Working together with the client, our team from Fjord aided in the adoption of new mindsets within the organisation. Following a successful integration of new ways of working, the team continues to deliver excellent and innovative results in an environment that enables employees and teams to do their work through joyful collaboration and satisfaction.

Once meeting the team, we decided to adopt the TEAL organisational paradigm, layering on Fjord’s design approach to human-centricity. Our methodologies enabled us to understand real human behaviour and the core needs of the team, resulting in a solution developed with them and for them.
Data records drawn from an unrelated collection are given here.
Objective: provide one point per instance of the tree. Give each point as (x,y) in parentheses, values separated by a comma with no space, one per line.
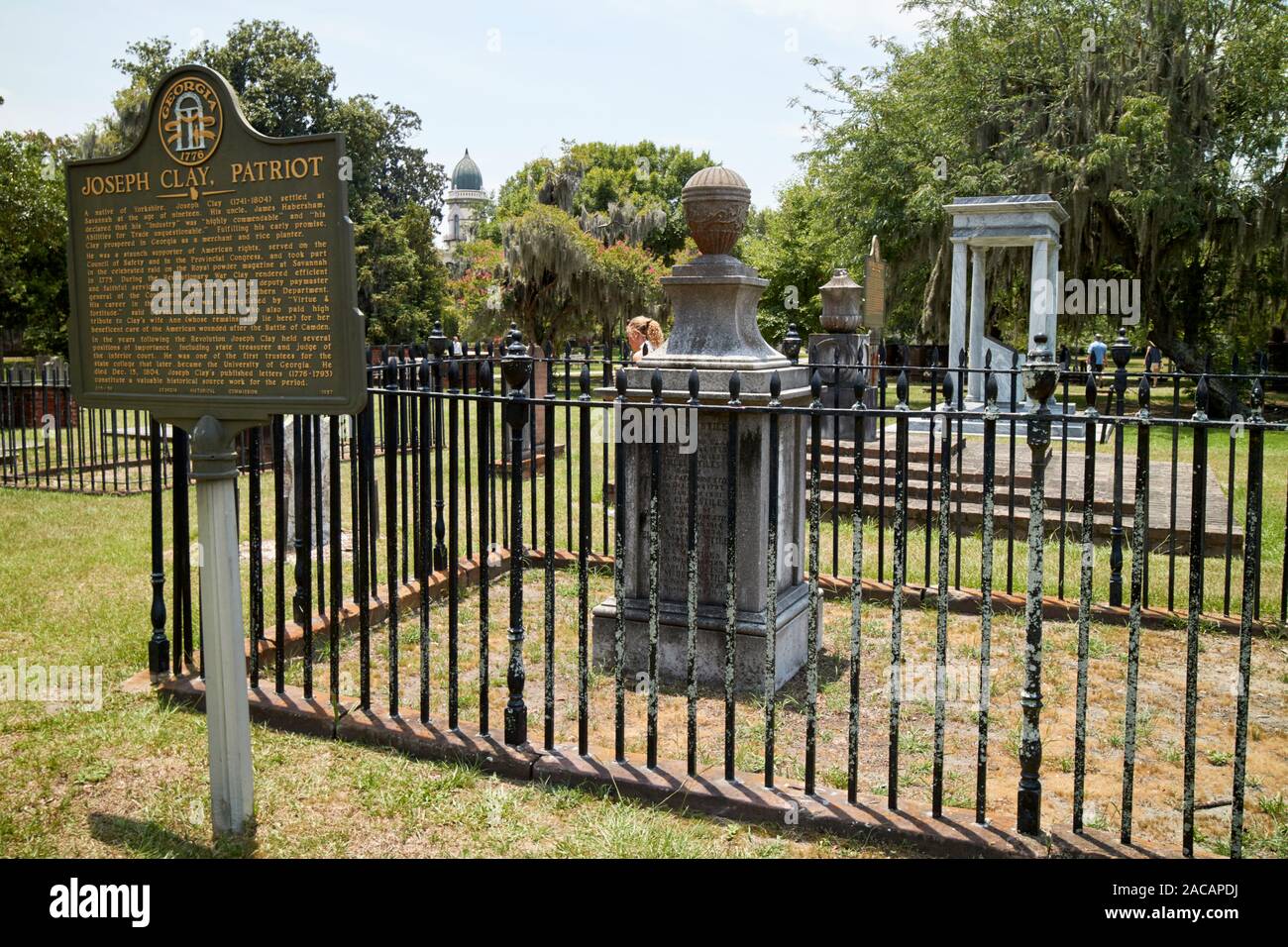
(476,295)
(596,183)
(548,266)
(794,248)
(1159,124)
(34,239)
(402,283)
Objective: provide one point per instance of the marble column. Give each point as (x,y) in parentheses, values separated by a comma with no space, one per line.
(1039,291)
(975,351)
(1054,292)
(957,305)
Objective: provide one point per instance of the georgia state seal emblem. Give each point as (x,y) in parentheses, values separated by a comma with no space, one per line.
(191,120)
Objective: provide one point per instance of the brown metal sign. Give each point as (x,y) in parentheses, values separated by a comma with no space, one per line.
(211,266)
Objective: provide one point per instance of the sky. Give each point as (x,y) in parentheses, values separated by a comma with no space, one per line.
(506,80)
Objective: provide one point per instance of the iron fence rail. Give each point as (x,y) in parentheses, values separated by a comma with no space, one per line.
(459,504)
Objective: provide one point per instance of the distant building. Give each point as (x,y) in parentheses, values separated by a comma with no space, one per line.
(464,201)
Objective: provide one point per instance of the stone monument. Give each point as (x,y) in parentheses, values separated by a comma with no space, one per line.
(713,338)
(979,223)
(840,354)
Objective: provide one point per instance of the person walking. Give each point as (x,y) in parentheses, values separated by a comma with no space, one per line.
(1153,363)
(1096,354)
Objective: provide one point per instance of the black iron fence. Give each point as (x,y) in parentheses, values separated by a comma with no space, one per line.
(50,442)
(505,463)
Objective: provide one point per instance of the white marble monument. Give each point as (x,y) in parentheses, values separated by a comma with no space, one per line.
(980,223)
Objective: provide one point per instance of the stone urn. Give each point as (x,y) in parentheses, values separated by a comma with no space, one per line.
(715,206)
(842,303)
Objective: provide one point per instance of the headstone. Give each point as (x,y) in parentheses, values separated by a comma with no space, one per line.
(715,334)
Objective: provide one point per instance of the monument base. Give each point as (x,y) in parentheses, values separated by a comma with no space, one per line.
(790,642)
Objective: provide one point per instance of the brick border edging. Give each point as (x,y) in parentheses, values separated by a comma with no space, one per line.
(746,799)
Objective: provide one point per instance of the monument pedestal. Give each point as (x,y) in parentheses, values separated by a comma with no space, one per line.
(708,437)
(715,335)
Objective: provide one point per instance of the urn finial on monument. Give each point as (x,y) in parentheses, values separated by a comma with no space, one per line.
(713,296)
(715,208)
(842,303)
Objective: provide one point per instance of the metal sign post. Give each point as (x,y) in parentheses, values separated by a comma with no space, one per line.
(211,283)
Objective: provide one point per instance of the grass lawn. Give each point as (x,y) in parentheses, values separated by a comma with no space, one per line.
(130,780)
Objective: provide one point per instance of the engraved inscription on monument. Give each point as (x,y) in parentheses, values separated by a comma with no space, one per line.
(211,268)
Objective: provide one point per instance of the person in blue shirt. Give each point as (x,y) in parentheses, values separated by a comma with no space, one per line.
(1096,354)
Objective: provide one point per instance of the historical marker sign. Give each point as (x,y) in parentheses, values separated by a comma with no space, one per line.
(211,266)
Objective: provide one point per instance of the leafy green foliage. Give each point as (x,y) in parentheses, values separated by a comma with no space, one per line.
(1160,127)
(34,239)
(593,176)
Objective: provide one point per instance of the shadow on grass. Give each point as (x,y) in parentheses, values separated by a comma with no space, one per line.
(149,839)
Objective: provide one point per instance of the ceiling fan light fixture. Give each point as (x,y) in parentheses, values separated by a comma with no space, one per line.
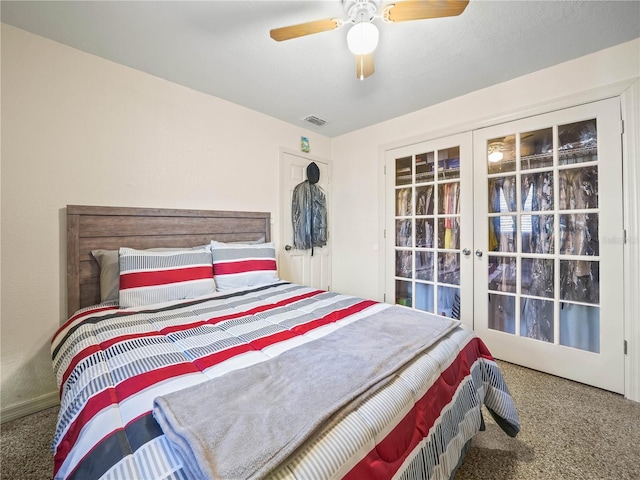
(362,38)
(494,151)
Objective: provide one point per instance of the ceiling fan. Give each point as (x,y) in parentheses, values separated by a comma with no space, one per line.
(363,35)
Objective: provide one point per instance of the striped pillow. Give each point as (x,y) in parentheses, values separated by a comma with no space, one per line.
(237,265)
(148,277)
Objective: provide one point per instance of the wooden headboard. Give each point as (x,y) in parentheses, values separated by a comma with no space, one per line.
(109,228)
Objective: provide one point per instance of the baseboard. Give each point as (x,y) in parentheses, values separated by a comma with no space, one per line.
(14,412)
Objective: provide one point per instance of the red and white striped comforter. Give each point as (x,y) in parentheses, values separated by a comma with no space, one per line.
(111,363)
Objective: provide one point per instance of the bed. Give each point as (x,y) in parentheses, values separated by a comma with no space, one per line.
(213,367)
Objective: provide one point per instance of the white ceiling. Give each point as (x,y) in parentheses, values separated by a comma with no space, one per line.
(223,48)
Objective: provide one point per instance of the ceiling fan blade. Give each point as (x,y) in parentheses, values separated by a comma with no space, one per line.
(422,9)
(295,31)
(364,66)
The story doesn’t end there — we continue to be their partners in the iterative improvement of these new ways of working.

The project included four key phases:

Qualitative research: we conducted shadowing and in-depth interviews with employees to understand the real-world experience and provide context to their working styles and behaviours. This included learning from their thoughts, beliefs, needs, pain points, motivations, behaviours, in their daily life.
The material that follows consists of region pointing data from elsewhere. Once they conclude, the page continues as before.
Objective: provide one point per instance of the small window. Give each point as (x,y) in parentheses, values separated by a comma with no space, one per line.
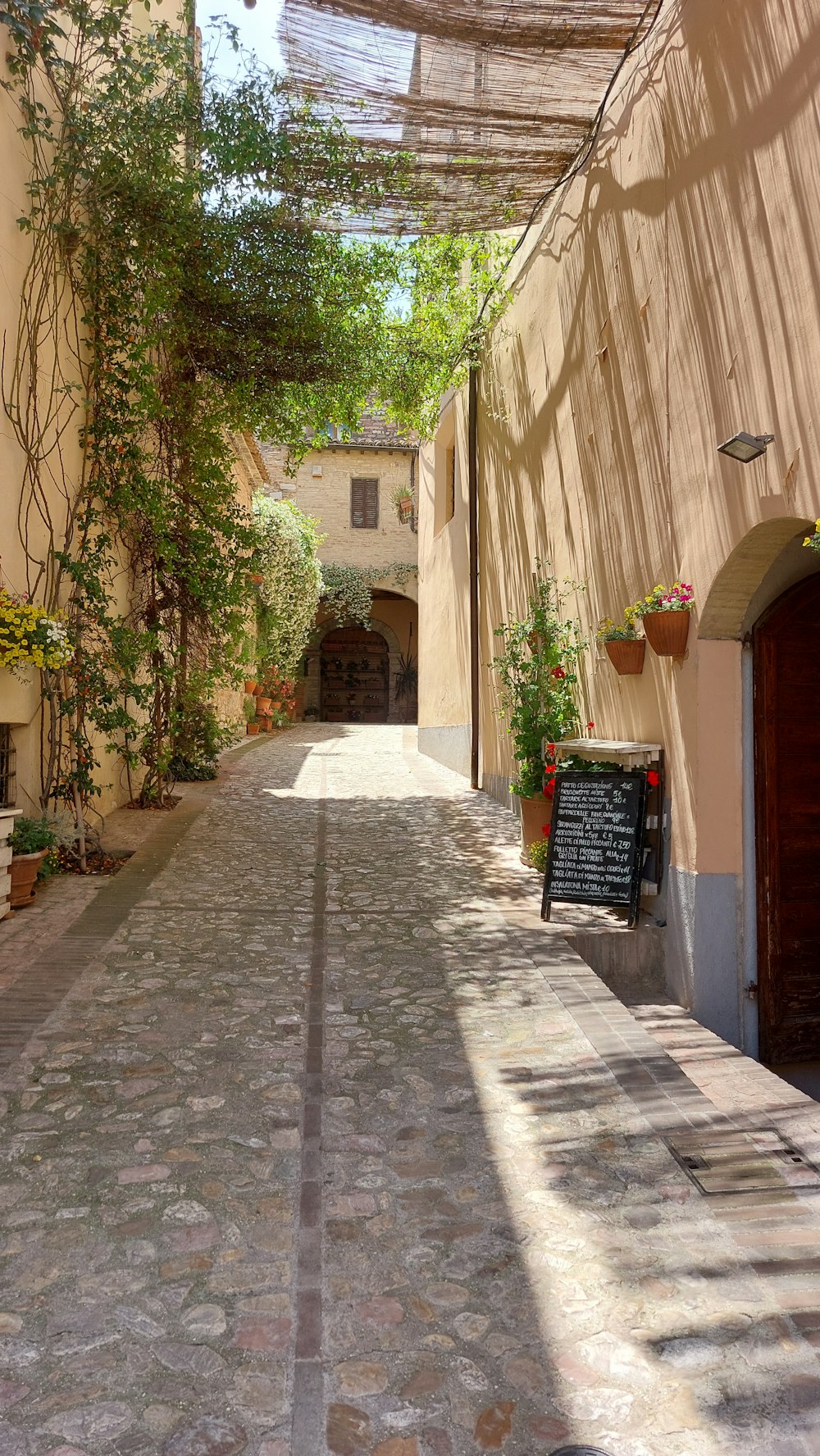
(450,485)
(7,765)
(364,503)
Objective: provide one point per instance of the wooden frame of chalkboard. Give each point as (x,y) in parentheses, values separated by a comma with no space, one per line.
(596,840)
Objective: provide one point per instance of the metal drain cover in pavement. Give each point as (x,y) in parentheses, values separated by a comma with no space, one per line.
(728,1161)
(580,1450)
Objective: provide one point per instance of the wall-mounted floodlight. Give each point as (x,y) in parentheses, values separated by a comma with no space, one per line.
(746,448)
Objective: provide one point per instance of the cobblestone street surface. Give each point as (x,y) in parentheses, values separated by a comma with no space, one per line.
(332,1146)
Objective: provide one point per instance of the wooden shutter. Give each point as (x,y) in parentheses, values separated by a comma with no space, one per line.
(364,503)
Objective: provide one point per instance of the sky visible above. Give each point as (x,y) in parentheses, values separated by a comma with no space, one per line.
(257,31)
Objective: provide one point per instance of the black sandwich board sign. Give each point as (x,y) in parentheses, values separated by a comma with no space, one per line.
(596,840)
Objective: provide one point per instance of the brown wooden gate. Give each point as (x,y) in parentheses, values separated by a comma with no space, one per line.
(356,677)
(787,789)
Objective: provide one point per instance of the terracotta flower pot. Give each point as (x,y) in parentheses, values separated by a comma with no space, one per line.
(626,656)
(24,871)
(535,814)
(666,632)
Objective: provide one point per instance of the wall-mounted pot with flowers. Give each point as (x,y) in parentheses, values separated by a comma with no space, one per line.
(622,644)
(664,617)
(30,842)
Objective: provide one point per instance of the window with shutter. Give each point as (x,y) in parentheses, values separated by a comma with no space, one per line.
(364,503)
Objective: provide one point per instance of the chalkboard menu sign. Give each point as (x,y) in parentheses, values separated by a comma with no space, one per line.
(596,842)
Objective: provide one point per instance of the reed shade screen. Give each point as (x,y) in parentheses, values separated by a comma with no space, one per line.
(494,99)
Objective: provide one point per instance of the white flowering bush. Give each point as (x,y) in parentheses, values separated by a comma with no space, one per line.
(286,558)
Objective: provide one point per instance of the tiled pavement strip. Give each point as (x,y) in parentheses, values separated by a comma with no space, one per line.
(335,1148)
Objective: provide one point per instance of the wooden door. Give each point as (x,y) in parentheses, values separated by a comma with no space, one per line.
(787,791)
(356,677)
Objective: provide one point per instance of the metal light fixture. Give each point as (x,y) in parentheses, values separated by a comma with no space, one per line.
(746,448)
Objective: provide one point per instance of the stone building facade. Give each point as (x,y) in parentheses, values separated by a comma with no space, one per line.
(348,487)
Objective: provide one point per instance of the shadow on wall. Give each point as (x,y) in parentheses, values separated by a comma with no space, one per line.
(682,303)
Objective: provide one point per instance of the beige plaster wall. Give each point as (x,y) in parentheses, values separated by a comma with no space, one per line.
(443,613)
(19,695)
(670,298)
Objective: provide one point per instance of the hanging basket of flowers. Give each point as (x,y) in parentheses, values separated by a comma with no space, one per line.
(622,644)
(664,617)
(30,635)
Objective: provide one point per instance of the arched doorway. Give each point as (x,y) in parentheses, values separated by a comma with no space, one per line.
(787,816)
(354,677)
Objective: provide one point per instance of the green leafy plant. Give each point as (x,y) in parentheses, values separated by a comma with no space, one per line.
(347,591)
(31,836)
(200,737)
(403,503)
(178,290)
(405,677)
(286,555)
(679,598)
(609,630)
(538,853)
(536,677)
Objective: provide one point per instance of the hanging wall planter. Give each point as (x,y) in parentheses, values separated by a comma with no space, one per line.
(667,632)
(626,656)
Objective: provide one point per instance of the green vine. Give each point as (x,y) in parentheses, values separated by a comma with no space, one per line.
(290,589)
(347,591)
(178,290)
(536,673)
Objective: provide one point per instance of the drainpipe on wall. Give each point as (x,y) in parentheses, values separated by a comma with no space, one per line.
(472,506)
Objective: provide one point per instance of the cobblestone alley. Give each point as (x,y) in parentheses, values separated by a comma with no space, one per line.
(317,1140)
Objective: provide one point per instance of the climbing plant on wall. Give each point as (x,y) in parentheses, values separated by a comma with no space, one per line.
(287,561)
(347,591)
(180,289)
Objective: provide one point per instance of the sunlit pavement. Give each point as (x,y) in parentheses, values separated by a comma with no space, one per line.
(335,1148)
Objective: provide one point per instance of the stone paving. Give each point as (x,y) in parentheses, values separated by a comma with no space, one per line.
(332,1148)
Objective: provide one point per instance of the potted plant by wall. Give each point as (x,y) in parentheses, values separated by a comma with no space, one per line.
(405,685)
(536,677)
(622,644)
(664,617)
(249,712)
(403,504)
(30,844)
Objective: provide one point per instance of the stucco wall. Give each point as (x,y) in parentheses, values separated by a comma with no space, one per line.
(670,298)
(19,695)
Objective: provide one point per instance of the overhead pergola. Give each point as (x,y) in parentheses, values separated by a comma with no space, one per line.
(494,99)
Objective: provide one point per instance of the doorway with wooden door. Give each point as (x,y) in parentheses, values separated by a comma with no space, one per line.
(787,817)
(356,677)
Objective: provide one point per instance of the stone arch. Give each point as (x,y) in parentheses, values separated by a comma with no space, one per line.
(737,593)
(312,677)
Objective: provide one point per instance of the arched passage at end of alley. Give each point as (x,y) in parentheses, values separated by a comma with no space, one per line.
(332,1146)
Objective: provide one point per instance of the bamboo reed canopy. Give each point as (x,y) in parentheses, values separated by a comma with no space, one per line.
(494,101)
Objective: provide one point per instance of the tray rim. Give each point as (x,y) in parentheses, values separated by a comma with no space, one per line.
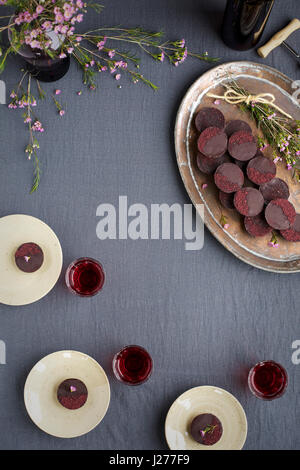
(209,226)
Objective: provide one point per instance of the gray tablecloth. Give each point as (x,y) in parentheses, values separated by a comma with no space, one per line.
(205,316)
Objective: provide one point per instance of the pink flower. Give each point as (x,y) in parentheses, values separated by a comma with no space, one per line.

Synthesis: next, we digested the qualitative data generated through the research and analysed the material for behavioural patterns and insights. We then translated these insights into personas to help communicate key user needs and behaviours.

Co-creation: we facilitated focused and energetic idea generation sessions to co-create methods and concepts for the organisation. We initiated constructive discussions and brought various ideas to the table, reaching a considerable number of conclusions. We had the client team members decide what was important to them and what they wanted to focus on.
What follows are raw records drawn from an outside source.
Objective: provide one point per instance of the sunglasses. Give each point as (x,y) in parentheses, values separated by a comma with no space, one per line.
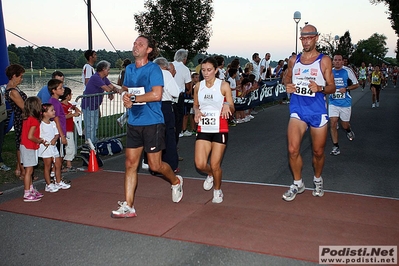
(307,38)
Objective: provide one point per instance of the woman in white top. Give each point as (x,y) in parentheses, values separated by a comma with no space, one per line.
(213,104)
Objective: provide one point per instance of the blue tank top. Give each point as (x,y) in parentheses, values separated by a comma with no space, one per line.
(341,77)
(304,101)
(143,79)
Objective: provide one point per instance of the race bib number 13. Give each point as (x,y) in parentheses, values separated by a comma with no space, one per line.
(210,122)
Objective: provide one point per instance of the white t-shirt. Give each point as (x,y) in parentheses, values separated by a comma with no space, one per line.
(87,72)
(182,76)
(47,132)
(170,88)
(264,63)
(256,70)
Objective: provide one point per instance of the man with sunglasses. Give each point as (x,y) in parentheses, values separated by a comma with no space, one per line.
(309,78)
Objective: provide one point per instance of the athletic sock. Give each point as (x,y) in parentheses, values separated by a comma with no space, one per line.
(299,182)
(316,179)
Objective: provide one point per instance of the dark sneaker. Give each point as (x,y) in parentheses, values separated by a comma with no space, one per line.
(318,191)
(177,190)
(351,135)
(291,193)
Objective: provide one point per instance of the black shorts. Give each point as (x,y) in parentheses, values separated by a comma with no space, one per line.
(221,138)
(377,87)
(152,137)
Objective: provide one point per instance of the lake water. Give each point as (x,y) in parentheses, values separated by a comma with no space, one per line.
(32,83)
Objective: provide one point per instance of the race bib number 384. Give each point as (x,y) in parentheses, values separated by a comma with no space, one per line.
(302,89)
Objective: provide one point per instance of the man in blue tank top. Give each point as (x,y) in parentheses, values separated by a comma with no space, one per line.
(309,78)
(340,102)
(146,125)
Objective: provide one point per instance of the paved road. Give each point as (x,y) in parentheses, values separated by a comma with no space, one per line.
(257,152)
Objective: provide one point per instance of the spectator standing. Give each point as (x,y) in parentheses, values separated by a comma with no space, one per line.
(183,80)
(3,167)
(16,97)
(70,112)
(44,94)
(49,151)
(256,67)
(375,87)
(30,140)
(97,84)
(88,69)
(265,69)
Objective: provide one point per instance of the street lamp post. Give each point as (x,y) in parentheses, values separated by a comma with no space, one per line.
(336,39)
(297,18)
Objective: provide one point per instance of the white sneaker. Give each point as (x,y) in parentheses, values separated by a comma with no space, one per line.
(51,188)
(217,196)
(144,165)
(187,133)
(62,185)
(124,211)
(208,183)
(177,190)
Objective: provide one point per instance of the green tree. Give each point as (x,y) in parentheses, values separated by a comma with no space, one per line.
(393,6)
(345,46)
(13,58)
(372,50)
(177,24)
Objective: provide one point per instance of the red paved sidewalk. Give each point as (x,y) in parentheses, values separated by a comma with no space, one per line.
(252,217)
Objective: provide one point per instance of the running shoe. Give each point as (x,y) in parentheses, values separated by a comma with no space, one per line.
(208,183)
(31,198)
(187,133)
(335,151)
(217,196)
(351,135)
(35,192)
(291,193)
(318,190)
(51,188)
(177,190)
(5,168)
(124,211)
(62,185)
(144,165)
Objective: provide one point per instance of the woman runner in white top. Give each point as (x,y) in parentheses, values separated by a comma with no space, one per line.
(213,104)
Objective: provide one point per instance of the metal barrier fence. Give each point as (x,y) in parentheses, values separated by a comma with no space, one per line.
(110,110)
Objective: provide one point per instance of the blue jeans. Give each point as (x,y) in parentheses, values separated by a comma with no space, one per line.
(90,118)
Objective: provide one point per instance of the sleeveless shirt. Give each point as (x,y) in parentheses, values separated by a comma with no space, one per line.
(210,104)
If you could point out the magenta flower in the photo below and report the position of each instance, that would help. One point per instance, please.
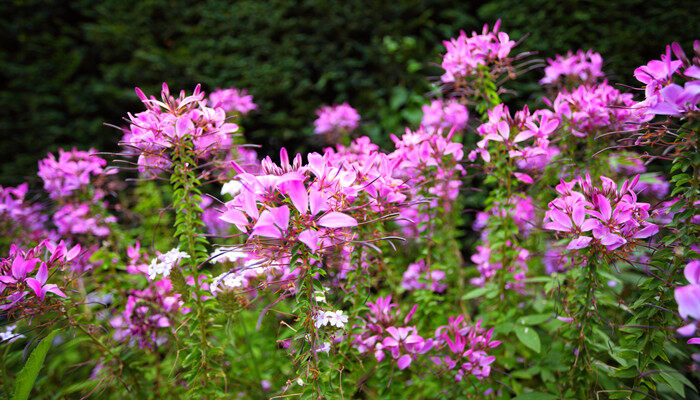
(616, 218)
(688, 299)
(232, 100)
(336, 118)
(580, 67)
(465, 53)
(39, 285)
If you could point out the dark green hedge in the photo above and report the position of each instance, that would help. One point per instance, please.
(68, 66)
Implementation: by clustering all the ideas from the workshops, we prioritized concepts and defined an implementation roadmap. Together with the client, we implemented the prioritised concepts based on effort and impact.

The team was inspired to transform the organisation in order to empower every single employee. They discovered they could achieve considerably more if they reduced the need for control and micromanagement, allowing them to redistribute their capabilities for greater productivity. They radically re-organised their teams; leveraging their abilities and competencies, abolishing well-established hierarchies and silos, and implementing new procedures and regulations to support their new ways of working.

What we learned

 

As moderators and facilitators, we provided the tools and methodologies, but in the end, our client’s team felt empowered enough to lead the way to organisational change. Through our process, we discovered a few indispensable learnings:

1. Make the effort to understand the people that work with you. To define and implement a conceptual model that fits, it is simply not enough to apply any given framework and assume the organisation will simply respond in the way intended. You have to be flexible to the different ways you can create change, that is personalized to the needs of your employees.

2. Ask the right questions. Most re-organisation projects are focused on cost reduction, which limits opportunities for real change as well as the potential for business value creation. If you want to know how best to unlock the potential of your people, you need to understand what tools they need to keep them engaged and what they need to execute their work properly.

3. Don’t expect a walk in the park. Adopting new methodologies to support a transition from outdated structures is not an easy endeavour. In the process, organisations learn that they have to communicate a lot more, and they have to collaborate and ideate together with employees from multiple divisions and silos. This is especially harder for legacy organisations that are slower to implement new programmes and initiatives, as people will need to unlearn old behaviours and be open to new mindsets and processes.

Now the answer to the question: Was it worth it?

 

After the project ended, the client asked employees if they are proud to be part of the team. The employees responded with how inclusive and authentic the community had become and that there is now the trust and support they need to feel valued. Ultimately, it is now a team that manages to bring their whole self to work and by doing so, they are bringing business value as well. That sounds like a worthwhile outcome to us.